Rosacea...What to look for?

What show you look for?

Rosacea can vary substantially from one individual to another, and in most cases, some rather than all of the potential signs and symptoms appear. Rosacea always includes at least one of the follow primary signs, and various secondary signs and symptoms may also develop.

Primary Signs
  • Flushing - Many people with rosacea have a history of frequent blushing or flushing. This facial redness may come and go, and is often the earliest sign of the disorder.
  • Persistent Redness - Persistent facial redness is the most common individual sign of rosacea, and may resemble a blush or sunburn that does not go away.
  • Bumps and Pimples - Small red solid bumps or pus-filled pimples often develop. While these may resemble acne, blackheads are absent and burning or stinging may occur.
  • Visible Blood Vessels - In many people with rosacea, small blood vessels become visible on the skin.
Other Potential Signs and Symptoms
  • Eye Irritation - In many people with rosacea, the eyes may be irritated and appear watery or bloodshot, a condition known as ocular rosacea. The eyelids also may become red and swollen, and styes are common. Severe cases can result in corneal damage and vision loss without medical help.
  • Burning and Stinging - Burning or stinging sensations may often occur on the face. Itching or a feeling of tightness may also develop.
  • Dry Appearance - The central facial skin may be rough, and thus appear to be very dry.
  • Plaques - Raised red patches, known as plaques, may develop without changes in the surrounding skin.
  • Skin Thickening - The skin may thicken and enlarge from excess tissue, most commonly on the nose. This condition known as rhinophyma, affects more men than women.
  • Swelling - Facial swelling, known as edema, may accompany other signs of rosacea or occur independently.
  • Signs Beyond the Face - Rosacea signs and symptoms may also develop beyond the face, most commonly on the next, chest, scalp, or ears.
These signs and symptoms are then categorized in 4 subtypes, which are described below:

Subtype 1 (Erythemmatotelangiectatic Rosacea) - Characterized by a plethora of features. There is a persistent facial redness on the nose and cheeks, flushing with sweating or triggers, telangiectasias (visible, enlarged blood vessels in the skin), rough and scaly skin, and sensitive skin (intense burning, itching, stinging sensation when certain skin care products are used).

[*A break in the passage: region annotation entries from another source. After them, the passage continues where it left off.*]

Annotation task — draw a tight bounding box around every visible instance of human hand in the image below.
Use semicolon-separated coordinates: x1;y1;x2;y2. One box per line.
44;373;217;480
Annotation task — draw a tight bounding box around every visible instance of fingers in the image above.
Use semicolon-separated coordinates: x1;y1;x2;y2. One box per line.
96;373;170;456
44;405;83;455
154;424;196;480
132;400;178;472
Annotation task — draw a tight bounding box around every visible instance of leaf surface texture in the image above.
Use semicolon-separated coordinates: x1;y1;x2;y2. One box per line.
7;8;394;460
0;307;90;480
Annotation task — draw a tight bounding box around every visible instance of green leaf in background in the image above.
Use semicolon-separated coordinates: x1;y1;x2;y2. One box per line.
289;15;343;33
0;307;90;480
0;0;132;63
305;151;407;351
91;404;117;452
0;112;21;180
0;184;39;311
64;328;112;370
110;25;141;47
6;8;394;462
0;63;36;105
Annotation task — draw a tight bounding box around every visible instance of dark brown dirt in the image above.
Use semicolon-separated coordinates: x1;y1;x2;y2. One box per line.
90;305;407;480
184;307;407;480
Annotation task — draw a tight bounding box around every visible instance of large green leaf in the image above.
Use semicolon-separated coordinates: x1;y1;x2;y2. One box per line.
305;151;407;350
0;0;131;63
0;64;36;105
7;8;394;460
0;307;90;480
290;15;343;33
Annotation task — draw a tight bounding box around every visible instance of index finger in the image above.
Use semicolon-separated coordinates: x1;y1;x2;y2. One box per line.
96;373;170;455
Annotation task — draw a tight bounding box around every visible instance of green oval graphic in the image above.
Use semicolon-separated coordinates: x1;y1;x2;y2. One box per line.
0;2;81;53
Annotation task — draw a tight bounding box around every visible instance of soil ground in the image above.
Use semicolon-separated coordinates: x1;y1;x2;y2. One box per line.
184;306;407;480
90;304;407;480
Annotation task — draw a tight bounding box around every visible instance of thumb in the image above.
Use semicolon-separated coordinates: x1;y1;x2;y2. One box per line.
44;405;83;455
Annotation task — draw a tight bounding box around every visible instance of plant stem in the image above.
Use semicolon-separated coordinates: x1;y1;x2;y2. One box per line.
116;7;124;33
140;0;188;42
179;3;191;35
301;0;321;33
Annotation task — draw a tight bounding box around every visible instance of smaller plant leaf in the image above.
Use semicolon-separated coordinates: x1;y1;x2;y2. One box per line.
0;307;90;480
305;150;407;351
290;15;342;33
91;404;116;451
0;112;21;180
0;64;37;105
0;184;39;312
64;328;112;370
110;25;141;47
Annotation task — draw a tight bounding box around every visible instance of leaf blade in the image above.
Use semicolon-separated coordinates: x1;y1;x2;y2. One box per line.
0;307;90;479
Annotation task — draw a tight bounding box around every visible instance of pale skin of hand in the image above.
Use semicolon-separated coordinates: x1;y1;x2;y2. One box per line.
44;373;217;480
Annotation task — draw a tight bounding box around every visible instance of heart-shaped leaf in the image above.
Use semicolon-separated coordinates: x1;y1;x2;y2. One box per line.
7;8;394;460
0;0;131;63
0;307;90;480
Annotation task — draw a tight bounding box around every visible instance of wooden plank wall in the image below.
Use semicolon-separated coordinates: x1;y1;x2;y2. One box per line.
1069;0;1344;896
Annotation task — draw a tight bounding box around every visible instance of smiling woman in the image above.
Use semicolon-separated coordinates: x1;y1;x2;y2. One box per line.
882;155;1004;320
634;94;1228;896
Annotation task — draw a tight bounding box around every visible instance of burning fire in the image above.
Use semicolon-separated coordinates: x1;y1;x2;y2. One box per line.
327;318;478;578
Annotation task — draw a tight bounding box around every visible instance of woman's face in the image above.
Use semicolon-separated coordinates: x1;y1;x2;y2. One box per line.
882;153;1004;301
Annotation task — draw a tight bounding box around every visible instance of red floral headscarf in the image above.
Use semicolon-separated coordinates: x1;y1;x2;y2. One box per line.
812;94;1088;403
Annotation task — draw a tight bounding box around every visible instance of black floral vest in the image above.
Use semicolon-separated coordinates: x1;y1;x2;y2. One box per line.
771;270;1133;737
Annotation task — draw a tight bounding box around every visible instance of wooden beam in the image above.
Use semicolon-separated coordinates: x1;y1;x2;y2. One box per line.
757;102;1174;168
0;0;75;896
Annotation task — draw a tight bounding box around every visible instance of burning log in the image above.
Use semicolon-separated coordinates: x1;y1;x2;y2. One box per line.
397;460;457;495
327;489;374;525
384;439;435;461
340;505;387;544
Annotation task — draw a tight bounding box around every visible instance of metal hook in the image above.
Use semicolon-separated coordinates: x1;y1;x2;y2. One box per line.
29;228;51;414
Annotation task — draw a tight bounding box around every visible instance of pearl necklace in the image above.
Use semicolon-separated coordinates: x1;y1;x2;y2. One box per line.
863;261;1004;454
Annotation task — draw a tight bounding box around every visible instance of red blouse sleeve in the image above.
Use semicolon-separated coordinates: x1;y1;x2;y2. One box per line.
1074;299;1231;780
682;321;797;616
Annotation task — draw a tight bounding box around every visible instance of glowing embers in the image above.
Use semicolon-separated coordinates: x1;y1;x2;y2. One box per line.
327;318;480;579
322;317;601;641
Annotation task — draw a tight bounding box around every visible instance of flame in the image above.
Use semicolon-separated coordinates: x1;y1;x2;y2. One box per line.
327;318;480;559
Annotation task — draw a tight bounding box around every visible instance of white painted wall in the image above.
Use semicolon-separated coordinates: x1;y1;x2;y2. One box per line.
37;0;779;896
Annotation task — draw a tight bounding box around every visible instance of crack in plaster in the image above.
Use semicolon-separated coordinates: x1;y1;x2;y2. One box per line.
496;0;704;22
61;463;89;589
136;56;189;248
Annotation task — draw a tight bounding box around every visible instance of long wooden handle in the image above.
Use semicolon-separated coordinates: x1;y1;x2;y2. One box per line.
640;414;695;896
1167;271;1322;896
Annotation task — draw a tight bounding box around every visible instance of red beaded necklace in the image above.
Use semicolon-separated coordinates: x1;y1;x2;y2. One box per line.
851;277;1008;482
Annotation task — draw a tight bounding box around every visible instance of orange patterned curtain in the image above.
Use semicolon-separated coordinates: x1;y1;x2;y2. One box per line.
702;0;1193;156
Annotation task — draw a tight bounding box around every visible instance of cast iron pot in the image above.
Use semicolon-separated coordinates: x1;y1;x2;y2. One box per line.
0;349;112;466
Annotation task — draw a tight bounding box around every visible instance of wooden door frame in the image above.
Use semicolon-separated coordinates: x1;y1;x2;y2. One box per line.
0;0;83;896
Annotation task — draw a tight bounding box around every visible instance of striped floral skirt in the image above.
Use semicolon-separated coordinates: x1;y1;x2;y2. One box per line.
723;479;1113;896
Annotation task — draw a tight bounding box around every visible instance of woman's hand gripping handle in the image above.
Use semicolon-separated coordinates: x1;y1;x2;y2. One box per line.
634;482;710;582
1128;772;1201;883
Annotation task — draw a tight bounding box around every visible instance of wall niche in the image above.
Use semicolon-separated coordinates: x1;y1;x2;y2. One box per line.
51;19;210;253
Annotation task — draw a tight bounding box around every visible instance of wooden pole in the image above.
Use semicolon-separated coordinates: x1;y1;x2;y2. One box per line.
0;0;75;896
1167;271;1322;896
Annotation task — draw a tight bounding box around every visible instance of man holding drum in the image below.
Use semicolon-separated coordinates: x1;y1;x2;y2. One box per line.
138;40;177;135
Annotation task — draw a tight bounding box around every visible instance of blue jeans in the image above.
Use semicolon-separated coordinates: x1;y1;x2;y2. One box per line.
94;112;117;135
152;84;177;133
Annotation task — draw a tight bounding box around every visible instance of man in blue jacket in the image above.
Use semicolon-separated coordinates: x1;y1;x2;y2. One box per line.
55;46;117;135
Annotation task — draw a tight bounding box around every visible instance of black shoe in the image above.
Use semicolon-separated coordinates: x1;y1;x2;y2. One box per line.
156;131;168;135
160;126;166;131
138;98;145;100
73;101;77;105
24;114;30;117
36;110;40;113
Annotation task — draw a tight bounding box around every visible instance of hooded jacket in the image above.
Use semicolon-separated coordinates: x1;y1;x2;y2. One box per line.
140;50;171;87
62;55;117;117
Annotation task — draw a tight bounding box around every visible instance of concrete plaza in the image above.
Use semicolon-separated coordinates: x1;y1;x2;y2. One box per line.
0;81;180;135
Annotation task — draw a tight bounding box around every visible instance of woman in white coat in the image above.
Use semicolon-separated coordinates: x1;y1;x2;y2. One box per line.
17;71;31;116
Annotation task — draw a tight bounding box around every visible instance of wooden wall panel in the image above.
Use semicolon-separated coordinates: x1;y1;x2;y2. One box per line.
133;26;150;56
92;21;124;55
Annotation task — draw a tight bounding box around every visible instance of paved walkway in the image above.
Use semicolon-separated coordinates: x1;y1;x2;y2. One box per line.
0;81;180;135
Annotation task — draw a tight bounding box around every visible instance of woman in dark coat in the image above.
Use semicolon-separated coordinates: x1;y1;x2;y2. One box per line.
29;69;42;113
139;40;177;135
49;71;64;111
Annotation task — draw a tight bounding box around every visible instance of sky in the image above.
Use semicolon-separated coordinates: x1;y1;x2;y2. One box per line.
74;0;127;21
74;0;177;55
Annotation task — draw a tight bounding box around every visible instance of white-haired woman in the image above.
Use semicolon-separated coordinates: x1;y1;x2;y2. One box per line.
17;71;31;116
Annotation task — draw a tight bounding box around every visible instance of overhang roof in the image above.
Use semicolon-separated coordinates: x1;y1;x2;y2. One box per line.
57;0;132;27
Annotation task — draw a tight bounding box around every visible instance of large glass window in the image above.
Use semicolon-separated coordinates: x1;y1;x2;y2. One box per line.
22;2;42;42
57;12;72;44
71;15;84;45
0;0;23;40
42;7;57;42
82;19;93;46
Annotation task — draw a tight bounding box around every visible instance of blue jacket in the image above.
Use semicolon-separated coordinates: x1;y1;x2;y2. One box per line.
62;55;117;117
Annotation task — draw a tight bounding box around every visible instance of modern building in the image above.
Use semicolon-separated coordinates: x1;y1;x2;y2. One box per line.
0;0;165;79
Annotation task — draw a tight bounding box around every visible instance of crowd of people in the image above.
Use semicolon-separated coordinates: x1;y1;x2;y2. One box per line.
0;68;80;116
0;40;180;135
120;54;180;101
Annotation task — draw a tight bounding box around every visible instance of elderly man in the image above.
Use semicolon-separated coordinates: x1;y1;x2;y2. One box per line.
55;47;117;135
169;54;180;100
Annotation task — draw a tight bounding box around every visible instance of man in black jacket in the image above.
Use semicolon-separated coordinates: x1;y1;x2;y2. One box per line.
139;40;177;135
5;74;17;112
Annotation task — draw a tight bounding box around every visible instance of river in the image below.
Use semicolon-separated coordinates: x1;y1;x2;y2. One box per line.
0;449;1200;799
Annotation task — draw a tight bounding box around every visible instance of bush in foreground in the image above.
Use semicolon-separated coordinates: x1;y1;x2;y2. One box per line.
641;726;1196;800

Subtype 2 (Papulopustular Rosacea) - Characterized by papules (red pimples) and pustules (pus-filled pimples) in the presence of flushing on the central face. These pimples resemble typical acne. Rosacea differentiates from acne because there are no comedones (black heads) present in rosacea.

Subtype 4 (Ocular Rosacea) - Characterized by ocular manifestations such as dry eye, tearing and burning swollen eyelids, recurrent styes and otential vision loss from corneal damage.

Many patients experience characteristics of more than one subtype at the sae tie, and those often may develop in succession. while rosacea may or may not evolve from one subtype to another, each individual sign or symptom may progress from mild to moderate to severe. Early diagnosis and treatment are therefore recommended.